Open-source LLM provider MosaicML has announced the release of its most advanced models to date, the MPT-30B Base, Instruct, and Chat.
These state-of-the-art models have been trained on the MosaicML Platform using NVIDIA’s latest-generation H100 accelerators and claim to offer superior quality compared to the original GPT-3 model.
With MPT-30B, businesses can leverage the power of generative AI while maintaining data privacy and security.

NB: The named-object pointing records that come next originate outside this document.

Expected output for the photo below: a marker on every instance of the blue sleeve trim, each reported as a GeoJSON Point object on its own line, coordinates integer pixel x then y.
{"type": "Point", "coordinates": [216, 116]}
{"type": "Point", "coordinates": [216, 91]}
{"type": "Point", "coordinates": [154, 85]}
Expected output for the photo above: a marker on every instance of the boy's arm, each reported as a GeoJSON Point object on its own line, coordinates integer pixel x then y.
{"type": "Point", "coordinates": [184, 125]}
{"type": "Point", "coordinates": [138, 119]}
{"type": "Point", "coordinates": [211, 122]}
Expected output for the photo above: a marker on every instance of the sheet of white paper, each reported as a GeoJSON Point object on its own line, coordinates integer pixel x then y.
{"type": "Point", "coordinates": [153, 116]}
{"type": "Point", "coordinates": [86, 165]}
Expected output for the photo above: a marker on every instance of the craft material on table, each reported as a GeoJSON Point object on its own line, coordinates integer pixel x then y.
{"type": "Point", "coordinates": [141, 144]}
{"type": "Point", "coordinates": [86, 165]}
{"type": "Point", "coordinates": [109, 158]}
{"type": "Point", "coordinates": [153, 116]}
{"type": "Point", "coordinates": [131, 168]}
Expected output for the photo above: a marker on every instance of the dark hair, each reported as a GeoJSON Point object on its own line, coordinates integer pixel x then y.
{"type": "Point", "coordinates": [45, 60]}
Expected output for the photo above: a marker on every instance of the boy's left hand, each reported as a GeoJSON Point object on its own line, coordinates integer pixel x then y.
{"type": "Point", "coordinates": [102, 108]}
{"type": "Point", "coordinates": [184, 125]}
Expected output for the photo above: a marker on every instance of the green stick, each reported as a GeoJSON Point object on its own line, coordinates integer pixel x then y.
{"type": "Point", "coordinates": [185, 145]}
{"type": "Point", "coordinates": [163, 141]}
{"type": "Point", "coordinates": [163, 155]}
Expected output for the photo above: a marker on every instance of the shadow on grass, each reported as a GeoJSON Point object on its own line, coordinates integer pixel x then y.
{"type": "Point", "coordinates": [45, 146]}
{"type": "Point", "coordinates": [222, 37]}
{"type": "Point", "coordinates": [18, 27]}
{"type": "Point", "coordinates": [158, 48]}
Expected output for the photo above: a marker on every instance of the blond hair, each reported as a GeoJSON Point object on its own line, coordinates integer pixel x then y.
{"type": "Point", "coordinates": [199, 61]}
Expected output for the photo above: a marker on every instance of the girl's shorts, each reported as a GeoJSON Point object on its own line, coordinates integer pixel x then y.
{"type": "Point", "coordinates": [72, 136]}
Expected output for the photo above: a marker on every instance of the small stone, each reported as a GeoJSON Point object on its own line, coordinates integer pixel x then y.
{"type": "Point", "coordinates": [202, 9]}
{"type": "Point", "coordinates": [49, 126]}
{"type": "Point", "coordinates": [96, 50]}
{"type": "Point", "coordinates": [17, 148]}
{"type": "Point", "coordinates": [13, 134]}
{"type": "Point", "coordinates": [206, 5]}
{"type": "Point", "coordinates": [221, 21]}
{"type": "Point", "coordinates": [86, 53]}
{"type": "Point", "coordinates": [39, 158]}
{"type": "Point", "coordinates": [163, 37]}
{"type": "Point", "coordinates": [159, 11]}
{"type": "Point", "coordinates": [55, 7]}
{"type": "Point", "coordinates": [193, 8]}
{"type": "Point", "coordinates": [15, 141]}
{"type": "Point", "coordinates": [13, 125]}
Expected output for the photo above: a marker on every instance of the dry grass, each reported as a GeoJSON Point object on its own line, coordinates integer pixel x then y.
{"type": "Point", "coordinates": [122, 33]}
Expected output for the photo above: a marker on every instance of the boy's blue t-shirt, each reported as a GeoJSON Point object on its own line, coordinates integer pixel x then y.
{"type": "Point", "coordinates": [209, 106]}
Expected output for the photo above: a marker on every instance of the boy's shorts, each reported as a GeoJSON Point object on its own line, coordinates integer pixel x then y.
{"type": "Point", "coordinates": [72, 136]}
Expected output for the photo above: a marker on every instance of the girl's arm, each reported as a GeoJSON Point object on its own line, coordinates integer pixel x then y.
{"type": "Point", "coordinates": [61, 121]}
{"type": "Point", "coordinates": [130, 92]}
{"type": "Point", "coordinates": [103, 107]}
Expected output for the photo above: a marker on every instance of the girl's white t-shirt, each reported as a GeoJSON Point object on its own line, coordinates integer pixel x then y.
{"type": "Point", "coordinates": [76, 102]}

Since their launch in May 2023, the MPT-7B models have gained significant popularity, with over 3.3 million downloads. The newly released MPT-30B models provide even higher quality and open up new possibilities for various applications.
MosaicML’s MPT models are optimised for efficient training and inference, allowing developers to build and deploy enterprise-grade models with ease.
One notable achievement of MPT-30B is its ability to surpass the quality of GPT-3 while using only 30 billion parameters compared to GPT-3’s 175 billion. This makes MPT-30B more accessible to run on local hardware and significantly cheaper to deploy for inference.
The cost of training custom models based on MPT-30B is also considerably lower than the estimates for training the original GPT-3, making it an attractive option for enterprises.
Furthermore, MPT-30B was trained on longer sequences of up to 8,000 tokens, enabling it to handle data-heavy enterprise applications. Its performance is backed by the usage of NVIDIA’s H100 GPUs, which provide increased throughput and faster training times.